Sunday, October 17, 2010

10.0 Lock 18


This blog is an experiment. It's easy to forget in the hustle and bustle of urban life how beautiful the DC area really is. We're going to try to photograph and write about that beauty at least one a month over the next year.

The inspiration was the visit Mary and I made today to Great Falls National Historical Park on the C&O Canal. It was a stunning fall day, with the sky a cloudless azure, the temperature in the low 70s and the the leaves still ten days or so from their color peak.
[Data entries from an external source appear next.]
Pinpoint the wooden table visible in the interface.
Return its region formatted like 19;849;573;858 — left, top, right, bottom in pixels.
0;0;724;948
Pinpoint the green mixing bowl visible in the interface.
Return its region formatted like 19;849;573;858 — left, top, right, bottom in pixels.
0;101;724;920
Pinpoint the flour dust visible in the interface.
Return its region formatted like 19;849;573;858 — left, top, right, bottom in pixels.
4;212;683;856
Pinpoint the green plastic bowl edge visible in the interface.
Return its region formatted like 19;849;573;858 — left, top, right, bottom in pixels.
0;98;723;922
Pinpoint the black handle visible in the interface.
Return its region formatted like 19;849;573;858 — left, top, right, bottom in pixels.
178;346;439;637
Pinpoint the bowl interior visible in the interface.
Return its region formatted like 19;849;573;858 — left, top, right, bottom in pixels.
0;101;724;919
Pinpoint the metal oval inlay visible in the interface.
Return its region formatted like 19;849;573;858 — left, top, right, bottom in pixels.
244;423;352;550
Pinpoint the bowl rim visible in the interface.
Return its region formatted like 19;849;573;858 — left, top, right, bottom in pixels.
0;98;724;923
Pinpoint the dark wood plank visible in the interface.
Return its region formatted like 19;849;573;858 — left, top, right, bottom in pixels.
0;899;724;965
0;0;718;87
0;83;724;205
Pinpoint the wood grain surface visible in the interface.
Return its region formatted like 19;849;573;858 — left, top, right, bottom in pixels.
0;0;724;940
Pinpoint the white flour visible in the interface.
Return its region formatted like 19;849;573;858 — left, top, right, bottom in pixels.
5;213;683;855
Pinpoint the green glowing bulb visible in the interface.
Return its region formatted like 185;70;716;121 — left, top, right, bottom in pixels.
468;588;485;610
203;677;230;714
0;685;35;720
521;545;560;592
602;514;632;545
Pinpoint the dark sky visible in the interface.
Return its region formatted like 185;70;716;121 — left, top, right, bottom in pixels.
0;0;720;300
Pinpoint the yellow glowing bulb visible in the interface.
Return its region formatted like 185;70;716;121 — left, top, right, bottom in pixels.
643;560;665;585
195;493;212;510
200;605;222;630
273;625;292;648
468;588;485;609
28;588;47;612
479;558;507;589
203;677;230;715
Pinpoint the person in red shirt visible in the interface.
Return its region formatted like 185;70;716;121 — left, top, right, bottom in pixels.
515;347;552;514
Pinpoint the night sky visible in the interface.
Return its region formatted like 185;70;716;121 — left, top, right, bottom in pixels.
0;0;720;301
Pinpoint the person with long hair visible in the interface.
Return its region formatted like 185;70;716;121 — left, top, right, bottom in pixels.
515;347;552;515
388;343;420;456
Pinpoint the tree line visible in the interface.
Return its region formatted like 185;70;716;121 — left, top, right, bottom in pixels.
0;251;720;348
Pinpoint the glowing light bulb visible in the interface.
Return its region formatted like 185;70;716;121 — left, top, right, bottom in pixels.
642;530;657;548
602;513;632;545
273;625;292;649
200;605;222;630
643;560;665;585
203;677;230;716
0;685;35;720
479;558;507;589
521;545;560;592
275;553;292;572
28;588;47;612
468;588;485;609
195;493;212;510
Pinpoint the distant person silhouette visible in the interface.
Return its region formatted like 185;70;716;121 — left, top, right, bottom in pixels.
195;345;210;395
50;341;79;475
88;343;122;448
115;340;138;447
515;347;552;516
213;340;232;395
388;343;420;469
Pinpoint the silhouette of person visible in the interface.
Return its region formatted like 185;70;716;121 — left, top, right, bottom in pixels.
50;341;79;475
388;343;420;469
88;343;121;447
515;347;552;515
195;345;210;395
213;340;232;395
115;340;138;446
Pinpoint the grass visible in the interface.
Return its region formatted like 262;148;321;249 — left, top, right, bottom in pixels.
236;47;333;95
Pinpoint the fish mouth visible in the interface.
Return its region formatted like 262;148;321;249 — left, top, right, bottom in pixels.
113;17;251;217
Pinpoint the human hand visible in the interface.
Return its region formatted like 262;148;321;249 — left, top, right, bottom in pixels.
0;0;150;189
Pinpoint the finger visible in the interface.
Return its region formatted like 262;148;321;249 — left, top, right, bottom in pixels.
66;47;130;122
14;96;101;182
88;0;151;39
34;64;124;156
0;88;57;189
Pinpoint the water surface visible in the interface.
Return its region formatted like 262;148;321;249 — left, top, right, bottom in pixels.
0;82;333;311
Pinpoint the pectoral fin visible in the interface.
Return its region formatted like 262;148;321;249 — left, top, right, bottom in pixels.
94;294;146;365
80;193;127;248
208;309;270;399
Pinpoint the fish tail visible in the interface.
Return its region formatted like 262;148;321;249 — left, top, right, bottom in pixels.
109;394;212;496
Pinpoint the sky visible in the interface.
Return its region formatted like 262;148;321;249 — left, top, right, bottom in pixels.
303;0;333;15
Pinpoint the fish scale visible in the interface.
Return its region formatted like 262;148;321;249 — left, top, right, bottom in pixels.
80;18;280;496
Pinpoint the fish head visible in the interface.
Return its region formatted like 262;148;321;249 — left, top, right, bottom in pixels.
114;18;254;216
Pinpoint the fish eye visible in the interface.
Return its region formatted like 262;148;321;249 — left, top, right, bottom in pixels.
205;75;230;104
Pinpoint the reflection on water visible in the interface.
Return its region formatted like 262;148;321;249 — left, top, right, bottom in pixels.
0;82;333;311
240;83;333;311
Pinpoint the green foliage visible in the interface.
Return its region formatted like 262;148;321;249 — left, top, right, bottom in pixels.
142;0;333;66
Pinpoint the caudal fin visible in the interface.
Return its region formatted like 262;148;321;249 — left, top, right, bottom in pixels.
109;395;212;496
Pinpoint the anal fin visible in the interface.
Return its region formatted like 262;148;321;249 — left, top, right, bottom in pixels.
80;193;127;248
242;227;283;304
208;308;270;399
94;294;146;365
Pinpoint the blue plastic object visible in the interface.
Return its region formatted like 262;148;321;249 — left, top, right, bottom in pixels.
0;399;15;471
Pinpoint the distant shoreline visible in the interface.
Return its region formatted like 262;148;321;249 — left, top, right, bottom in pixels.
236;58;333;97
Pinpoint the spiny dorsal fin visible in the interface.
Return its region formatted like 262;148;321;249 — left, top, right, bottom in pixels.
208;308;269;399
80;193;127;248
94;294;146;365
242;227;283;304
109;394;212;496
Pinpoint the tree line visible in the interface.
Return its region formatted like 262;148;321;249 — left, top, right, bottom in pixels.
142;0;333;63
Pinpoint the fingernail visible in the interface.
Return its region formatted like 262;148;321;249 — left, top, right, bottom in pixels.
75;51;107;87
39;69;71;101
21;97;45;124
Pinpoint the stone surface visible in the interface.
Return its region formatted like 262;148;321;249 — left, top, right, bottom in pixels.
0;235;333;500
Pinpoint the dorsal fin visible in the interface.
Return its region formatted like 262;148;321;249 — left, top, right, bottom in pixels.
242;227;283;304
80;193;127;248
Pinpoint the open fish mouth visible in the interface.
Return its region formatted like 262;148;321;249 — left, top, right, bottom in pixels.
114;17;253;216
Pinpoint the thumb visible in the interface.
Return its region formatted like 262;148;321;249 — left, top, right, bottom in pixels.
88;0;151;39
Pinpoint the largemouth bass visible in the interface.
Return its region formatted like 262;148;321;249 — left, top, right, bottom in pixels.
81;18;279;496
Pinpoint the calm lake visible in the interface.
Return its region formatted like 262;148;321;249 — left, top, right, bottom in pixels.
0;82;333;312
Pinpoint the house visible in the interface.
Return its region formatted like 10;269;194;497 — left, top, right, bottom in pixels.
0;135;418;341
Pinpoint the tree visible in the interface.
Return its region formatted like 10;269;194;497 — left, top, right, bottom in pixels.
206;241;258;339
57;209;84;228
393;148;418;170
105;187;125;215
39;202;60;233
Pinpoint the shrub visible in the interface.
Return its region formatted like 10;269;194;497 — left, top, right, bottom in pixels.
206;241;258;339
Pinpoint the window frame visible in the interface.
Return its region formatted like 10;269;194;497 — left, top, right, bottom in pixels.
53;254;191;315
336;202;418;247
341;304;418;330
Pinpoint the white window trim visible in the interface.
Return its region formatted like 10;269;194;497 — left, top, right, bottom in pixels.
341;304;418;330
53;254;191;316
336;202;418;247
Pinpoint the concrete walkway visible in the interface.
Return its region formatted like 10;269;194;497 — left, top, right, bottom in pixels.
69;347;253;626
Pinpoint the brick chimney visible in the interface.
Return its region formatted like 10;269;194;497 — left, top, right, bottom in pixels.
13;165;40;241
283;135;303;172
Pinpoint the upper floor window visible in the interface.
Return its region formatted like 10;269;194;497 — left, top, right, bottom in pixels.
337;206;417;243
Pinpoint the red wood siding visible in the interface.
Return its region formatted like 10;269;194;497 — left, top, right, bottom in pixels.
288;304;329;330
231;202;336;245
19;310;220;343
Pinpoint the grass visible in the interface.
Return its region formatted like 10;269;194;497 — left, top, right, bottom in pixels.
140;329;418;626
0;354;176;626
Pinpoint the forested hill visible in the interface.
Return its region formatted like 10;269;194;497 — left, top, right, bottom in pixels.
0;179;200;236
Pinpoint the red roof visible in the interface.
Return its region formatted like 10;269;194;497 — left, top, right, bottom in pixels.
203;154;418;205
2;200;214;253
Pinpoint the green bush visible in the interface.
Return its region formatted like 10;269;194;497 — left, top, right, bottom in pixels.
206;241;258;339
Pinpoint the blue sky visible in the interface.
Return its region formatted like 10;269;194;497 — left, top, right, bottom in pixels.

We walked south on the C&O Canal towpath from Lock 20 to the overlook, then down to Lock 15 and back (http://www.nps.gov/choh/planyourvisit/upload/chohmap.pdf). The hike has magnificent views of the gorge carved through the bedrock by the Potomac River. You're only 12 or 13 miles from the White House, but you could as easily be on the fall line in a river in Down East Maine or upstate New York. Deer peered from the hillside and a half dozen hawks circled in the thermals created by the sun-heated cliffs and boulders.

I'm not sure why, but the kayakers who usually train on that section of the river weren't out today. We weren't alone, though. It was the weekend, so we shared the C&O Canal towpath with literally hundreds of other nature lovers.

The day's human highlight was a fortyish woman in a trendily ripped sweat shirt (Is it just me or is the '80's Flashdance look making a comeback?). She was trying to train a long-haired chestnut dog the size of a canister vacuum that looked like a cross between Old Yeller and a Pomeranian. The dog was naturally distracted by the dozens of people walking by. Nonetheless, the owner kept calling to her, "Beyonce', come here. Sit, Beyonce', sit."

Makes me want to visit on weekdays, when it's just the flora and fauna and us. Which reminds me - if there's not a Google Goggles for plants, I need to check the app store to see if there's an electronic version of A Field Guide to Trees and Shrubs.